Looks like same bug.

Related:

I think I figured out the situation which might cause this - it should be resolved by https://github.com/cosmos/cosmos-sdk/pull/1858/files

Consider this situation:

  • the cliff validator increases power from "5" to "10" but cliff-power record not properly updated
  • new validator now has "6" bonded power, effectively becoming the cliff-validator because cliff power improperly updated
  • a new validator bonds "7" which kicks out the false cliff-validator, when it tries to unbond it, it finds it's already unbonded

I haven't been able to write a failing test for this one yet however

the cliff validator increases power from "5" to "10" but cliff-power record not properly updated

Can you explain this in more detail? What's the sequence around the oldCliffValidatorAddr variable? In your scenario, after step 2 ("6" bonded power), is the cliff validator the one that became 10? Then, a new validator bonds 7 and kicks out "6", wouldn't "10" still be bonded?

after step 2 ("6" bonded power), is the cliff validator the one that became 10?

In this situation the cliff validator should be 10, however because the old cliff power wasn't updated correctly the protocol may think that the cliff validator actually the new validator which has a power of "6"

Then, a new validator bonds 7 and kicks out "6", wouldn't "10" still be bonded?

Correct, however if the "6" is being kicked out (which requests that this validator be unbonded) the protocol would panic because this validator was never bonded to begin with. the original cliff validator would remain bonded the whole time.


here is a more verbose description of the same scenario. Again I haven't been able to write a test for this but I think this which actually panics, which leads me to think that the real scenario is not this one but maybe a close variant.

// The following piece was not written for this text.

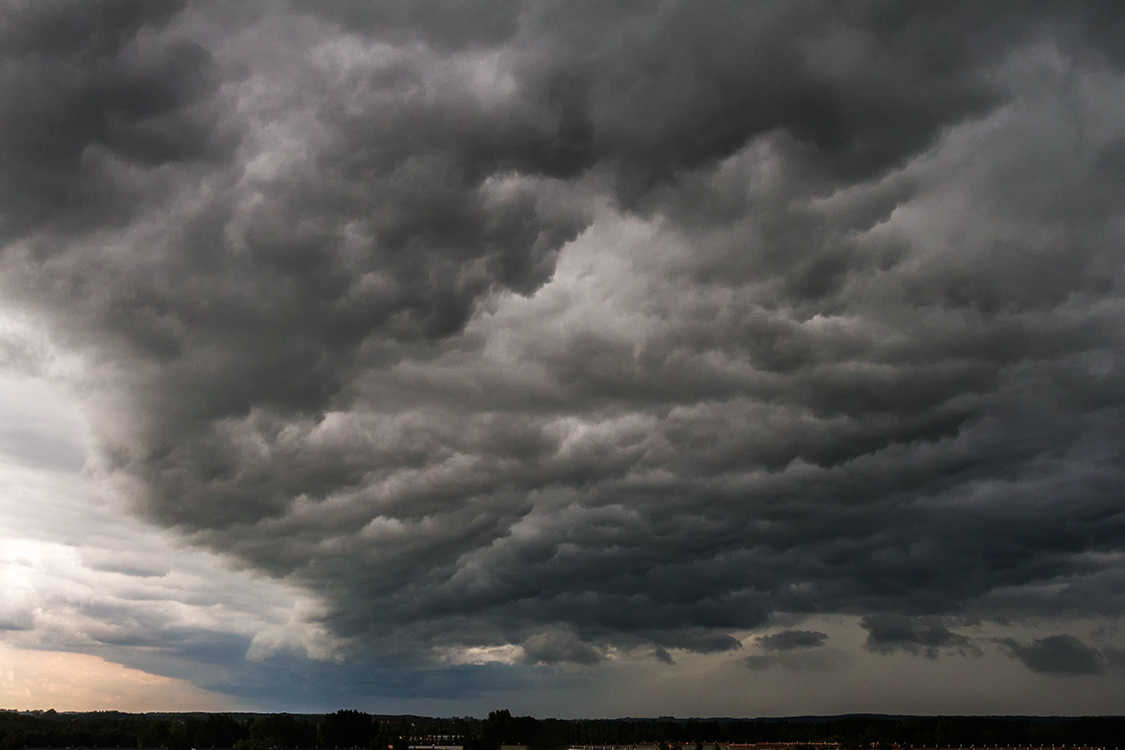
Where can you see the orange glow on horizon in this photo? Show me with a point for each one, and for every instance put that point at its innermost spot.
(78, 681)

  • validator-1 is a cliff validator, it increases power it's from "5" to "10", which is not enough to bring it out of the cliff position (let's say the next validator has a power of "100"). Due to bad logic the power recorded for the cliff validator is not recorded and remains at "5"
  • an unbonded validator, validator-2, bonds some new tokens bringing it to "6" bonded power. Because the cliff power is recorded at "5" the protocol thinks that validator-2 should now become the new cliff-validator, however because it is not the true cliff validator, it remains unbonded
  • another validator, validator-3 bonds some new tokens bringing it to a power of "7", which then triggers a kick out validator-2, when it tries to unbond it, it finds it's already unbonded and panics

I think the postmortem also closes this? @cwgoes

Let's close it cause no one seems to have a stored a blockchain for gaia-7004. It will be prevented in future testnets.